Les PME à la rescousse de l’Union Méditerranéenne
Cette manifestation qui se tient sous le haut patronage du président de la république française, Nicolas Sarkozy a regroupé de nombreuses personnalités du monde des affaires et du monde politique. Ainsi, une délégation algérienne a été invitée à prendre part ce mardi 3 juin à cet événement présenté par les organisateurs français comme la « préfiguration économique » du sommet des chefs d’Etat. La délégation algérienne est conduite par M. Zaïm Bensaci, Président du conseil national consultatif pour la promotion des PME (CNC/PME) qui représente, à cette occasion, le président du Conseil national économique et social (CNES) Mohamed-Seghir Babès, absent pour on ne sait quelle raison.
Faire de la PME un moteur de l’Union pour la méditerranée est assurément un projet ambitieux mais c’est aussi une manière plus pratique et plus immédiate d’aller à l’essentiel. Et l’essentiel en l’occurrence, est de dépasser les considérations ou contingences politiques pour faire de l’économie un puissant vecteur d’échanges et de croissance économique pour les pays du pourtour de la méditerranée. D’après un sondage Ipsos réalisé pour l’occasion, 75% des chefs d’entreprises interrogés de part et d’autre de la Méditerranée veulent établir un « partenariat privilégié » avec des entreprises implantées dans l’autre rive. Le panel représente plus de 900 patrons de PME de six pays méditerranéens (France, Espagne, Italie, Algérie, Maroc, Tunisie). Pour 42% d’entre eux, la priorité est au soutien à la création d’entreprises. 38% souhaitent, en premier lieu, être plus étroitement associés à l’élaboration des réglementations. Viennent ensuite, dans l’ordre des priorités, l’harmonisation fiscale (34%), la facilitation de l’accès au financement (29%) et le soutien à l’innovation (20%).
Ainsi les patrons des pays du Maghreb se montrent très attachés à la création d’une banque d’investissement (43%), avec un record en Algérie (83%).

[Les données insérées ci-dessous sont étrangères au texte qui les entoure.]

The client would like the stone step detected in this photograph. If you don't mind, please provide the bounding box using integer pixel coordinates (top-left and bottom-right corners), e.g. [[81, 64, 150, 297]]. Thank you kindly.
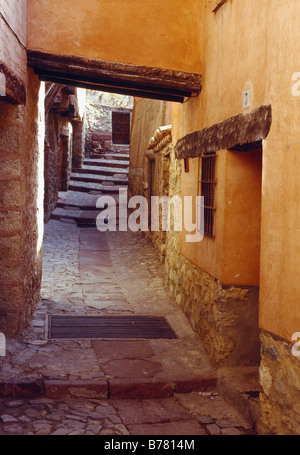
[[69, 180, 127, 195], [73, 165, 128, 177], [91, 153, 129, 161], [217, 366, 261, 430], [83, 158, 129, 168], [71, 172, 128, 185], [51, 207, 101, 226]]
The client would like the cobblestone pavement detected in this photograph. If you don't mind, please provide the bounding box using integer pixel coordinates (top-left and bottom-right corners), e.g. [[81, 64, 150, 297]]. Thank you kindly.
[[0, 220, 253, 435]]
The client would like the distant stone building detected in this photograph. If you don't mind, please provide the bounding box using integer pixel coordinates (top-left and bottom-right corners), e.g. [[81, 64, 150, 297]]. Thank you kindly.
[[85, 90, 133, 156]]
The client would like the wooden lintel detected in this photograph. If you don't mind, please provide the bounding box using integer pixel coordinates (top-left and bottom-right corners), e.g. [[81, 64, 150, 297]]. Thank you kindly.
[[27, 50, 202, 102], [38, 72, 184, 103], [0, 63, 26, 105], [175, 105, 272, 159]]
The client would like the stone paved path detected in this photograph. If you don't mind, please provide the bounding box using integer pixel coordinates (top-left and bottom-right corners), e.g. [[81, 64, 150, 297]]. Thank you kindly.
[[0, 220, 253, 435]]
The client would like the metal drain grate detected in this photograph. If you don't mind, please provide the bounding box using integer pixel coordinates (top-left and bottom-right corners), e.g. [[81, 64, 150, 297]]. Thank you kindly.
[[48, 316, 177, 339]]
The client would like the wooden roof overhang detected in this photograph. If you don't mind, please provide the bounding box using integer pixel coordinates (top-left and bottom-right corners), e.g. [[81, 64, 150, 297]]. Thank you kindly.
[[27, 50, 202, 103]]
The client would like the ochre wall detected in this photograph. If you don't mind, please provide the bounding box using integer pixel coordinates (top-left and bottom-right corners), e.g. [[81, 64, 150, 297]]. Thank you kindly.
[[0, 0, 27, 82], [173, 0, 300, 340], [28, 0, 202, 72]]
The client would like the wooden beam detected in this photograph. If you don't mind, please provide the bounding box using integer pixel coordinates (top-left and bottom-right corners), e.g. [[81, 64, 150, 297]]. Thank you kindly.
[[0, 63, 26, 105], [175, 105, 272, 159], [38, 72, 184, 103], [27, 50, 202, 101]]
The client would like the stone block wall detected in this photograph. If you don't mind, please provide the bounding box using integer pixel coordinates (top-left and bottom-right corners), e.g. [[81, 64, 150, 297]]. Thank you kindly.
[[259, 330, 300, 435], [85, 90, 133, 156], [0, 71, 43, 335]]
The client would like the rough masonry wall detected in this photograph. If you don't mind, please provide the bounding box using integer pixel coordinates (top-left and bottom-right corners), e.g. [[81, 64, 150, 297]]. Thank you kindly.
[[0, 72, 43, 335], [0, 0, 44, 336], [85, 90, 133, 156], [129, 98, 172, 197]]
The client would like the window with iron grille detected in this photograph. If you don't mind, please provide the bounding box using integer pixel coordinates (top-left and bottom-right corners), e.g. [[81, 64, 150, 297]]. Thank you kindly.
[[112, 112, 130, 144], [200, 155, 216, 237]]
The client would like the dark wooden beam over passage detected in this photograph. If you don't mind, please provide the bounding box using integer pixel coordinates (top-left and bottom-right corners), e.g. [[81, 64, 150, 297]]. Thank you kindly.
[[27, 50, 202, 103], [175, 105, 272, 159], [0, 63, 26, 105]]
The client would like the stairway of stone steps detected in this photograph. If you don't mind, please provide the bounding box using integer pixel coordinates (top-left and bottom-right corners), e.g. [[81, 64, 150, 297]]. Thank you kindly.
[[51, 152, 129, 227]]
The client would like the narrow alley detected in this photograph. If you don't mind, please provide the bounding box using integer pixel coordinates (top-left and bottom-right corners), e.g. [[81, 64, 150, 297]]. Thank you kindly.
[[0, 216, 253, 435], [0, 0, 300, 438]]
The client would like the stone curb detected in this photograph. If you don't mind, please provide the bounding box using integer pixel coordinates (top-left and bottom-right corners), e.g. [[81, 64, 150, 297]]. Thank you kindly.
[[0, 375, 217, 399]]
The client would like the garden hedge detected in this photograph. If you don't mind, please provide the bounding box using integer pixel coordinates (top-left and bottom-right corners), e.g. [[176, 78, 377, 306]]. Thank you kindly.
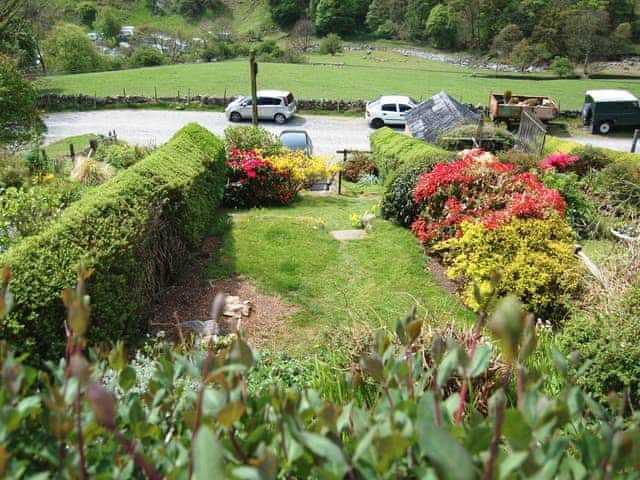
[[371, 127, 455, 183], [542, 136, 640, 165], [0, 124, 225, 360]]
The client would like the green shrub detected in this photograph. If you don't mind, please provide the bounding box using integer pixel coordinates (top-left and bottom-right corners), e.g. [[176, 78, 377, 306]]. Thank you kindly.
[[224, 126, 282, 157], [96, 143, 146, 169], [593, 159, 640, 211], [435, 215, 580, 322], [381, 167, 428, 227], [0, 152, 30, 188], [436, 124, 515, 152], [370, 127, 455, 181], [558, 310, 640, 408], [342, 152, 377, 182], [541, 172, 597, 238], [0, 125, 225, 359]]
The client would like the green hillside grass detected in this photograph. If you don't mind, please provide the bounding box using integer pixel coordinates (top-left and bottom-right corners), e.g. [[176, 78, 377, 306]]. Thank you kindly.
[[39, 51, 640, 109]]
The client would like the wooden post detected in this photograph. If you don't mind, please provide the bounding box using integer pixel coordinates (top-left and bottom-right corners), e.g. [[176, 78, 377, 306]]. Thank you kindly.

En revanche, les entrepreneurs européens, surtout en France, mettent davantage l’accent sur la création d’une chambre de commerce et d’industrie spécialement dédiée à l’UPM. D’après une source informée, le choix de Marseille n’est pas innocent puisque la cité Phocéenne est « officieusement » en lice pour abriter le futur siège de l’UPM.